Larry would eventually end up in Korea, where his life would change while helping a medic drag a man from the battlefield.
"When they got him down to the aid station he said I gotta go back up the hill and they said your not going anywhere... You're wounded too."
Thurber had tendons of two fingers severed from a gunshot wound, eventually leading him out of the service. And though he would get three other medals from Korea, he never got the Purple Heart. Over the past two years his brother Harold contacted Veteran's Affairs five times but with no luck. Then last fall he contacted Senator Russ Feingold for help.

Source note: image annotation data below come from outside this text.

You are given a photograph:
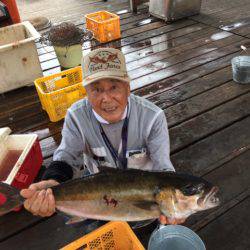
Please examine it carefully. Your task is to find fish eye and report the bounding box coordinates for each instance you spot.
[181,184,201,196]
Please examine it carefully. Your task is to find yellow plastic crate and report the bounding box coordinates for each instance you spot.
[35,67,86,122]
[61,221,145,250]
[85,11,121,43]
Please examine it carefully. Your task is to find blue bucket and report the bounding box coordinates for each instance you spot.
[148,225,206,250]
[231,56,250,83]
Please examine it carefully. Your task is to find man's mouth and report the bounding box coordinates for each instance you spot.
[103,107,117,113]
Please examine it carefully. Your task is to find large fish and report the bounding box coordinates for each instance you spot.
[0,168,219,221]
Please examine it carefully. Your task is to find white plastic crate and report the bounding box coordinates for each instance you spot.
[0,127,42,189]
[0,21,42,93]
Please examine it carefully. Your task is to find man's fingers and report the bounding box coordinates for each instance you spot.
[20,189,36,199]
[30,190,46,214]
[23,191,39,211]
[39,191,49,217]
[38,189,55,217]
[48,188,56,214]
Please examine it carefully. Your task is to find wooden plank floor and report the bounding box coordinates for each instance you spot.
[0,0,250,250]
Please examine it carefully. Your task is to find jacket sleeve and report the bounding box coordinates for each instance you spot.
[147,111,175,171]
[43,110,86,182]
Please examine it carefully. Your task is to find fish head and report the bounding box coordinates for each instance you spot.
[157,176,220,219]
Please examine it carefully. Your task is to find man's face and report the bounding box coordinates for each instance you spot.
[86,79,130,123]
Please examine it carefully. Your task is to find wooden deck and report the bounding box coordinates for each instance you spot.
[0,0,250,250]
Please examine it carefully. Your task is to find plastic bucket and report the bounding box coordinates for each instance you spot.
[231,56,250,83]
[54,44,82,69]
[148,225,206,250]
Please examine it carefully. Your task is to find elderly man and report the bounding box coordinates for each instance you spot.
[21,48,174,223]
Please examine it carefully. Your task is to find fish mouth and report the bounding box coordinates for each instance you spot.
[198,187,220,208]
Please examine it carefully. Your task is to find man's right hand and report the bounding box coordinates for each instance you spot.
[20,180,59,217]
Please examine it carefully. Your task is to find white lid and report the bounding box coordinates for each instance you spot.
[0,127,11,142]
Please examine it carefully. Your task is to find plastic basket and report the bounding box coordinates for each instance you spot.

"I called Russ Feingold's office and told him the trouble i'd been having and even then it took quite a while."
Despite the trouble, Feingold's office was able to secure the long-awaited purple heart.
"This service officer down in Madison... he finally called me and told me I think were gonna have good news... Well I thought that's gotta be the Purple Heart."
The Purple Heart ceremony for Larry Thurber will be held at the Strawberry Lane Medical Center in Wisconsin Rapids tomorrow at 11:30a.m.